The whole reason you have a copy editor on your publishing team is so that headlines like ...
"Air Force pounds MILF lairs with rockets"

Or you could say, as Jim did over on the BHT did, that Islamist groups might want to rethink their use of acronyms so that their goals are not misunderstood.

Me, I'm sticking with my observation that there were some profound mistakes made with subjects and verbs.

I am half-way done with the preludes and fugues for solo guitar

Right now I have C major, C minor, C sharp minor, E flat major, E major, F major, F minor, G major, A flat major, G sharp minor, A major, and B flat minor all completed. Since I started the project in late 2007 I have managed to complete twelve of the projected twenty-four preludes and fugues for solo guitar. Along the way I even discovered that Igor Rekhin composed a set between 1985 and 1990.

From here on out the obvious task at hand is to compose a preluded and fugue for C sharp major, D major, D minor, E flat minor, E minor, F sharp major, F sharp minor, G minor, A minor, B flat major, B major, and B flat minor. I have expositions mapped out for each of these keys, actually, though whether I keep the ideas I have settled on remains to be seen. It might be more appropriate to say it remains to be heard and if I don't like what I hear I'll try something new.

It would be generously optimistic to suppose that in the next dozen fugues that I can consistently sustain invertible counterpoint in each exposition. Even in the fugues I have finished there are one or two works that don't actually have completely invertible counterpoint. Before I began to seriously study fugues I did not realize how many composers outside Bach eschewed any interest in genuine countersubjects. When it comes time to make a sales pitch for these works I suppose that would be a selling point. How many guitarists have even composed fugues in C minor for solo guitar, let alone composed a fugue in C minor for solo guitar that displays fully invertible counterpoint in three voices and highlights the contrapuntal variations of voice distribution within the middle entries? I cannot presume to be the only one to have done this but I may find at length I have a small group of people who have also done this to consider.

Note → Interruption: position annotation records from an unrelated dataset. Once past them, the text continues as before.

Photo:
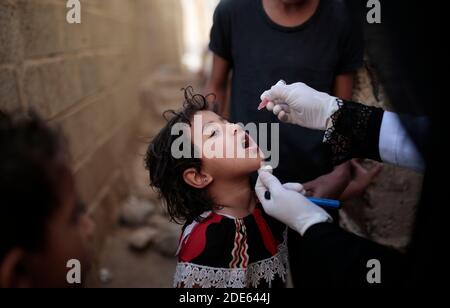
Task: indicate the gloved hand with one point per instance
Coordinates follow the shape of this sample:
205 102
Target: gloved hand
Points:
287 204
299 104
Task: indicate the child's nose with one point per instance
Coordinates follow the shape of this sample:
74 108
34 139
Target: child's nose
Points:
234 128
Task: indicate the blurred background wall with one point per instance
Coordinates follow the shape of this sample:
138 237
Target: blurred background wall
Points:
105 83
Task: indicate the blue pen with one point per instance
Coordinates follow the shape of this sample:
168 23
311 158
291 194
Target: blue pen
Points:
325 203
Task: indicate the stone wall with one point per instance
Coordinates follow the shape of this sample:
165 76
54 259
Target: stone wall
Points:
84 78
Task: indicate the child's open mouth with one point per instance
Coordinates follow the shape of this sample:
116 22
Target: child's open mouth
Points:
247 142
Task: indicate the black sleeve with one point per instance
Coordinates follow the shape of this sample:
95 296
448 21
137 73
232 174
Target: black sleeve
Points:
355 132
220 36
351 47
336 258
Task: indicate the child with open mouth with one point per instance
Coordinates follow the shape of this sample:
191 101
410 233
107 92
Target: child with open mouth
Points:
227 239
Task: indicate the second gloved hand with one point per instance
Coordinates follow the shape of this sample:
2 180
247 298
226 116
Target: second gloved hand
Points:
302 105
287 204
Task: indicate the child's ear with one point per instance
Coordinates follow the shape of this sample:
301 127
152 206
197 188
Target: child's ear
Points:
12 272
196 179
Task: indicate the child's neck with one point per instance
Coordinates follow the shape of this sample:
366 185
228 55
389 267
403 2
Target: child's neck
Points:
233 198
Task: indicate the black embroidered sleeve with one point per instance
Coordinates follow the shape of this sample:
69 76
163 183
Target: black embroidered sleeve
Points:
354 132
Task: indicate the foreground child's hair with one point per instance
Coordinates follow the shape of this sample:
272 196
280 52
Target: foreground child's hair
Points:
29 181
184 202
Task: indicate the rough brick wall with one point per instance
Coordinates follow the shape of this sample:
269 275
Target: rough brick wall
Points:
84 78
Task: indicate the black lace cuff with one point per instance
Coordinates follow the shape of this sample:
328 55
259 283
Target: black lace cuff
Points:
355 132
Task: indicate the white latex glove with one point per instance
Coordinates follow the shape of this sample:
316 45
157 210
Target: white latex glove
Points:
287 204
299 104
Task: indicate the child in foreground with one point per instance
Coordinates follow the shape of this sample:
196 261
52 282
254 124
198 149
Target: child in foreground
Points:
227 239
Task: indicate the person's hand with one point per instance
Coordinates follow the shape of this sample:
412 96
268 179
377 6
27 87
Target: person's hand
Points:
360 179
331 185
299 104
287 204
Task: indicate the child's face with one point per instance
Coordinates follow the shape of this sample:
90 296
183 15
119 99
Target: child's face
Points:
227 150
66 237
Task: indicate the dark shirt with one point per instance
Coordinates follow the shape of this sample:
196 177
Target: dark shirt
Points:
262 52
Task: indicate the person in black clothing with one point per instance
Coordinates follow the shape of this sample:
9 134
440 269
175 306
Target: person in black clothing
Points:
332 256
312 41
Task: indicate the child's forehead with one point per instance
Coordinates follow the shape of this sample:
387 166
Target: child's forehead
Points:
208 116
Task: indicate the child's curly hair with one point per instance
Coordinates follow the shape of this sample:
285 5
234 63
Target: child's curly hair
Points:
184 202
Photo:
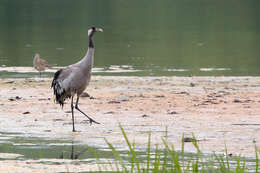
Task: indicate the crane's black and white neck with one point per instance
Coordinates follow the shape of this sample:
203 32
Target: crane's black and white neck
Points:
73 79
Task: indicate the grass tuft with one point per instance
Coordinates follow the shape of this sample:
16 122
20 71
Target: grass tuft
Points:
171 161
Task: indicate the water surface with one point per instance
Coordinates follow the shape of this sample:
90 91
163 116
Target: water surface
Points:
169 37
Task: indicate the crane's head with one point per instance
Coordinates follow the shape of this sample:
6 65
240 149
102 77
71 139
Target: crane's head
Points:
93 29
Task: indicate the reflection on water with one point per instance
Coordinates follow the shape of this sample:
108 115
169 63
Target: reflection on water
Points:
18 146
151 36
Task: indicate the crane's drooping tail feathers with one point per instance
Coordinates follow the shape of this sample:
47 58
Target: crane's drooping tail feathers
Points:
58 90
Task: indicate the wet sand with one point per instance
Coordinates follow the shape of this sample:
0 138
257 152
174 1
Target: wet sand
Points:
218 110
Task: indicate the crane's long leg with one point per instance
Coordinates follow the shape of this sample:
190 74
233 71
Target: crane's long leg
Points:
90 119
72 113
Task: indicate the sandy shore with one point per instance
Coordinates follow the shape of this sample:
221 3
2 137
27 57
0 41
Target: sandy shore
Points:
218 110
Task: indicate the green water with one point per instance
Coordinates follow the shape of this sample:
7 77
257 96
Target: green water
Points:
167 37
38 148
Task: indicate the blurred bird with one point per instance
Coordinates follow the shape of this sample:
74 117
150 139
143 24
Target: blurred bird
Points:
73 79
40 64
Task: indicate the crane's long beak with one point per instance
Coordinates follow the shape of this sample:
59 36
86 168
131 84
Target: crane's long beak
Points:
99 29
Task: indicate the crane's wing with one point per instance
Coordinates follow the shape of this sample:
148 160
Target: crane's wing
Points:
60 91
43 62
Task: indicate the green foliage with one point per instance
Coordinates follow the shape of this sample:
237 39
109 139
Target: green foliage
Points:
171 161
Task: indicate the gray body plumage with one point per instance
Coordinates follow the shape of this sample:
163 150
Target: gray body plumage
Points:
73 79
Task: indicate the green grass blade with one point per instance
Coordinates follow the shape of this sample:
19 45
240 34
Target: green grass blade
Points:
148 153
117 155
130 148
227 159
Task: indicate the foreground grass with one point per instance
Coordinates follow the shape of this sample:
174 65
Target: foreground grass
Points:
172 161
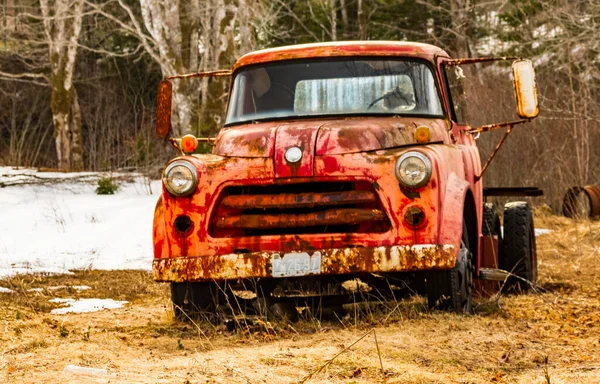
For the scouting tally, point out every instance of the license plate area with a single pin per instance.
(296, 264)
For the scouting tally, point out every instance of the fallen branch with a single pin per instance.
(328, 362)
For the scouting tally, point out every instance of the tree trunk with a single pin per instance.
(62, 25)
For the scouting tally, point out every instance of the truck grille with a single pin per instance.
(306, 208)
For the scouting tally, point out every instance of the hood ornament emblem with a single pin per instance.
(293, 155)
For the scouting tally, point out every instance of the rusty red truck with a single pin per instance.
(338, 162)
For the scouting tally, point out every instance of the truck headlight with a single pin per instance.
(180, 178)
(413, 169)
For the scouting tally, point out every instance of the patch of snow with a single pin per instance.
(85, 305)
(6, 290)
(65, 226)
(57, 287)
(59, 300)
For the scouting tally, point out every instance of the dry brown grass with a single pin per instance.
(548, 337)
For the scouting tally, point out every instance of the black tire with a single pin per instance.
(195, 300)
(491, 221)
(519, 254)
(452, 289)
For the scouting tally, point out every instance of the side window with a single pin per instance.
(454, 77)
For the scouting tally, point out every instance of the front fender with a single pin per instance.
(453, 211)
(159, 230)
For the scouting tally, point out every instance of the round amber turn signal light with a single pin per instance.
(423, 135)
(189, 143)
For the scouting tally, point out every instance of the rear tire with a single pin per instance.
(452, 289)
(519, 253)
(491, 221)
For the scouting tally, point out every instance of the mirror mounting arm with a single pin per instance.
(491, 127)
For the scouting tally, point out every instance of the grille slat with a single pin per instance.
(346, 216)
(301, 208)
(299, 200)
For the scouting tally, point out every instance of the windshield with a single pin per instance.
(333, 87)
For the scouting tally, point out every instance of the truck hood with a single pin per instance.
(333, 137)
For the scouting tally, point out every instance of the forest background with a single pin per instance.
(78, 78)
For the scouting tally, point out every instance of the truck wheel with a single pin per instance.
(451, 289)
(491, 221)
(193, 300)
(519, 254)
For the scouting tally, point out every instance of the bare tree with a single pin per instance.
(62, 25)
(186, 36)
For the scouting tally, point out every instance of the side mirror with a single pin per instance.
(163, 109)
(525, 91)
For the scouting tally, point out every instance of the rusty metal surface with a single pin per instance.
(343, 49)
(331, 262)
(525, 89)
(371, 134)
(219, 73)
(342, 216)
(491, 127)
(594, 194)
(475, 60)
(441, 198)
(571, 207)
(334, 136)
(296, 135)
(298, 200)
(163, 109)
(489, 160)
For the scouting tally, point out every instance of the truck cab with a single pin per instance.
(337, 162)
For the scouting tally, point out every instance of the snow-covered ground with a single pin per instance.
(64, 225)
(59, 226)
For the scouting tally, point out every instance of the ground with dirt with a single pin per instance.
(549, 336)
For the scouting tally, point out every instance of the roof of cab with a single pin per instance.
(340, 49)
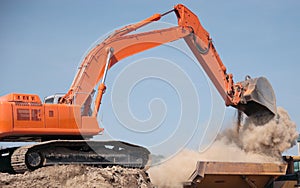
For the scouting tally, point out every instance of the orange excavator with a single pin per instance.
(62, 123)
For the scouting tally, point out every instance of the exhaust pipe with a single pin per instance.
(258, 100)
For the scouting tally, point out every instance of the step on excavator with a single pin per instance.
(62, 126)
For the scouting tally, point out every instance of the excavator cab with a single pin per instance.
(258, 100)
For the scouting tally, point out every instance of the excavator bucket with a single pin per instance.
(258, 101)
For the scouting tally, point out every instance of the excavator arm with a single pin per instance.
(248, 96)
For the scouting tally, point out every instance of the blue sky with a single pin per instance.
(43, 42)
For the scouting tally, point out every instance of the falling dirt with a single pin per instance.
(77, 176)
(263, 144)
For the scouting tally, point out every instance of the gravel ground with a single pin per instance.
(78, 176)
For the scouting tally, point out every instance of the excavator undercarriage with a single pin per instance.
(62, 152)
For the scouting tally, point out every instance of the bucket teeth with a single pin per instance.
(258, 100)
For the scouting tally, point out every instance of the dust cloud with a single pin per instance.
(259, 144)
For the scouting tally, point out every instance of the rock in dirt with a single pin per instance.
(78, 176)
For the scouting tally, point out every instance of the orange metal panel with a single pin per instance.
(6, 119)
(51, 115)
(27, 116)
(69, 117)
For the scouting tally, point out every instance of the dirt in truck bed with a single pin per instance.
(77, 176)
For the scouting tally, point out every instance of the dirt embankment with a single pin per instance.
(77, 176)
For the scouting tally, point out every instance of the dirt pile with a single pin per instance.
(77, 176)
(262, 144)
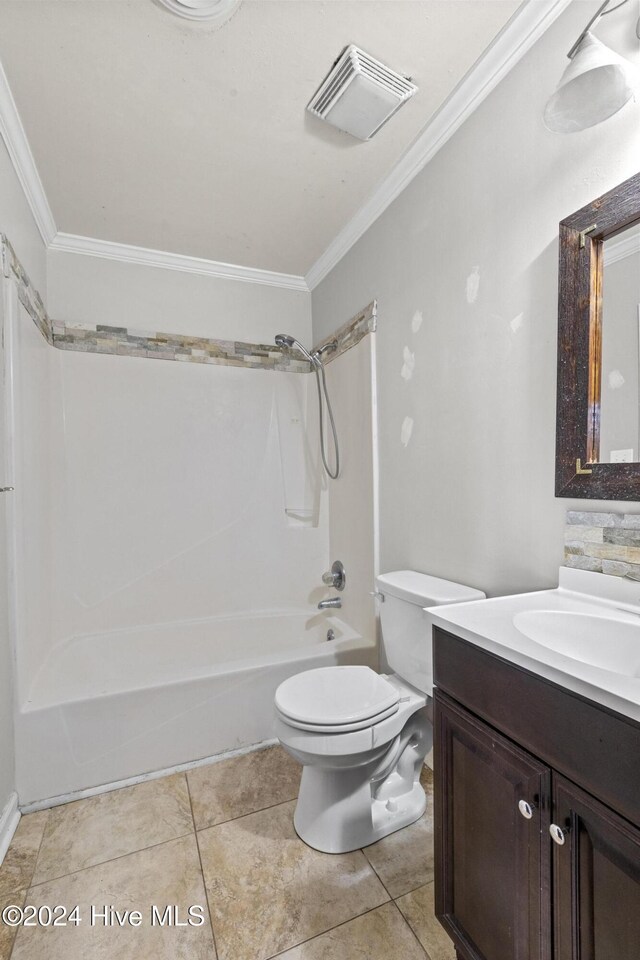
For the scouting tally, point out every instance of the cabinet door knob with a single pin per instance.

It is exciting to have discovered I am already half-way to accomplishing a long-term compositional project. I have also composed duo sonatas pairing the guitar up with the flute, oboe, clarinet, bassoon, viola, and cello. I just got past the middle of the thirties earlier this year and have made significant progress in a decade toward composing two giant unified cyclical works for solo guitar and guitar in chamber music.

I like to think that if I weren't "distracted" by the unending quest to land employment and could focus entirely without worry on these sorts of projects that I would be even more prolific. But perhaps it is not wise to assume that I have been artistically unproductive compared what I feel I ought to be accomplishing. Just in the months I have been unemployed I composed five pairs in the prelude and fugue series. I also transcribed the Kyrie from Byrd's Mass for 5 voices; finished a quartet for clarinet, French horn, guitar, and cello; and finished a little guitar sonata in C major. That isn't too bad for composing and arranging.

Scotteriology: revolutionary exegesis of Genesis 15:6

In hindsight this might be interpretation of OT texts that mirrors someone's handling of the targum Neofiti. Yes, I know, a pointlessly esoteric reference.

Sunday, May 30, 2010

an insignificant casting change in the Transformers franchise

So, reportedly, Megan Fox is no longer on Transformers and is being replaced by a model with no prior acting experience. I admit I am strongly tempted to say that this is precisely what people mean when they describe " a distinction without a difference" but I suppose, to be fair, Megan Fox must have more acting experience than whichever model is replacing her. Unfortunately based on Fox's actual body of work (and only now do I realize what an unfortunate pun that ends up reading as) whichever Victoria's Secret model Bay picks to replace her with can't likely do much worse.

Still, I suppose it couldn't be as bad as I assume the Chun Li Street Fighter movie with Kristen Kreuk has to have been without my ever needing to see it.